Bigtable garbage collection policies operate on column families and can delete cells older than a specified time or keep a max number of versions.

168
Multi-Selectmedium

You are designing a Cloud Bigtable schema for a time-series application. To optimize performance and avoid hot spots, which THREE row key design practices should you follow? (Choose 3)

Select 3 answers
A.Place the highest cardinality field (e.g., device ID) first in the row key
B.Use a single table for all data
C.Use sequential integers as row keys
D.Reverse the timestamp so that recent data does not create hot spots
E.Salt the key with a random prefix to distribute writes
AnswersA, D, E

High cardinality field first distributes rows across tablets.

Why this answer

Reversing timestamps, salting keys, and promoting high-cardinality fields to the start of the row key are recommended to distribute writes evenly.

169
MCQeasy

You need a managed database service for a lift-and-shift migration of an on-premises SQL Server 2019 OLTP application with up to 64 TB of data. Which Google Cloud database should you choose?

A.Cloud Bigtable
B.AlloyDB
C.Cloud Spanner
D.Cloud SQL
AnswerD

Cloud SQL supports SQL Server 2019 and offers up to 64 TB storage.

Why this answer

Cloud SQL is the correct choice because it supports SQL Server 2019, provides managed database services with up to 64 TB of storage (via the Enterprise Plus tier with 64 TB SSD capacity), and is ideal for lift-and-shift migrations of OLTP workloads without requiring application changes. It offers high availability, automated backups, and compatibility with SQL Server features like T-SQL and linked servers, making it a direct replacement for on-premises SQL Server.

Exam trap

The trap here is that candidates often confuse Cloud Spanner's global scalability with a general-purpose relational database, but the question specifies a lift-and-shift migration of SQL Server 2019, which requires native SQL Server compatibility that only Cloud SQL provides among the options.

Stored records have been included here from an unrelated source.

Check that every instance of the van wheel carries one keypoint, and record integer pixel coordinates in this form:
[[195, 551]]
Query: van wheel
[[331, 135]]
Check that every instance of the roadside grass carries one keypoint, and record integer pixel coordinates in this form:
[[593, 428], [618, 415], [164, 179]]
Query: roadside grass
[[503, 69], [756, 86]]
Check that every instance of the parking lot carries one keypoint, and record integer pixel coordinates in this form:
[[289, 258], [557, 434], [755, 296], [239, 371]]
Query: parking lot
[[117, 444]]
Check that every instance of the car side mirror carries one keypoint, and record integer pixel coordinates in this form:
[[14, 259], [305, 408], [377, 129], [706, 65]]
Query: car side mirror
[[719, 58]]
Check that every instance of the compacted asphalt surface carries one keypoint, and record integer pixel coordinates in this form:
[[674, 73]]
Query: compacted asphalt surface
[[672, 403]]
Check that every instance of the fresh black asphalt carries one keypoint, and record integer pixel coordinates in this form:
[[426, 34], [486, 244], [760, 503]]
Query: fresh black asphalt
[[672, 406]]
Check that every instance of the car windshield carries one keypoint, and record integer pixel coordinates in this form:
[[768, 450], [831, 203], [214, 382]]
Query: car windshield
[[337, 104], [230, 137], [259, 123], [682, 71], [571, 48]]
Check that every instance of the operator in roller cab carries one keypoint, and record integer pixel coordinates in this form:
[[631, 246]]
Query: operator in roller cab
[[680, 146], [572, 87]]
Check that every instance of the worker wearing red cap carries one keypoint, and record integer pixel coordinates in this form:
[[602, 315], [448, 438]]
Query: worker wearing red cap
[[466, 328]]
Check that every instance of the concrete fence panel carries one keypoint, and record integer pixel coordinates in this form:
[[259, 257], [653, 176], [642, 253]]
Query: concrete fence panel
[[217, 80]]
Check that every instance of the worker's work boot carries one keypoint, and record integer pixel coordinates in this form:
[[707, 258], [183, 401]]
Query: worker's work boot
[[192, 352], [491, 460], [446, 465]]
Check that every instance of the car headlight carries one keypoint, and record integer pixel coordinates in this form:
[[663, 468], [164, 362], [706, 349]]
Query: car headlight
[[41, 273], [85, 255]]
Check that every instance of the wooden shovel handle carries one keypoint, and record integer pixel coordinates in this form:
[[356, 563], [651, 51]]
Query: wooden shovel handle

How to eliminate wrong answers

Option A is wrong because Cloud Bigtable is a NoSQL, wide-column database designed for large-scale analytical and operational workloads (e.g., time-series, IoT) with low-latency reads/writes, not for relational OLTP applications requiring SQL Server compatibility and ACID transactions. Option B is wrong because AlloyDB is a PostgreSQL-compatible database optimized for high-performance transactional and analytical workloads, but it does not support SQL Server T-SQL or the lift-and-shift of a SQL Server 2019 application without significant schema and query changes. Option C is wrong because Cloud Spanner is a globally distributed, horizontally scalable relational database with strong consistency, but it is not designed for lift-and-shift migrations of SQL Server workloads due to its proprietary SQL dialect, lack of SQL Server compatibility, and higher cost/complexity for a single-region OLTP application with up to 64 TB of data.

170
MCQhard

A Cloud Spanner database has a table Orders with a child table OrderItems. Queries often join Orders and OrderItems on OrderID. Which schema design optimizes performance for these joins?

A.Define a secondary index on OrderItems.OrderID
B.Use a global index on Orders.OrderID
C.Denormalize OrderItems data into the Orders table
D.Make OrderItems an interleaved table under Orders
AnswerD

Interleaving stores child rows with parent rows in the same split, minimizing join latency.

Why this answer

Interleaved tables store child rows with their parent row in the same split, colocating related data and reducing cross-node communication. This is the correct optimization for parent-child joins.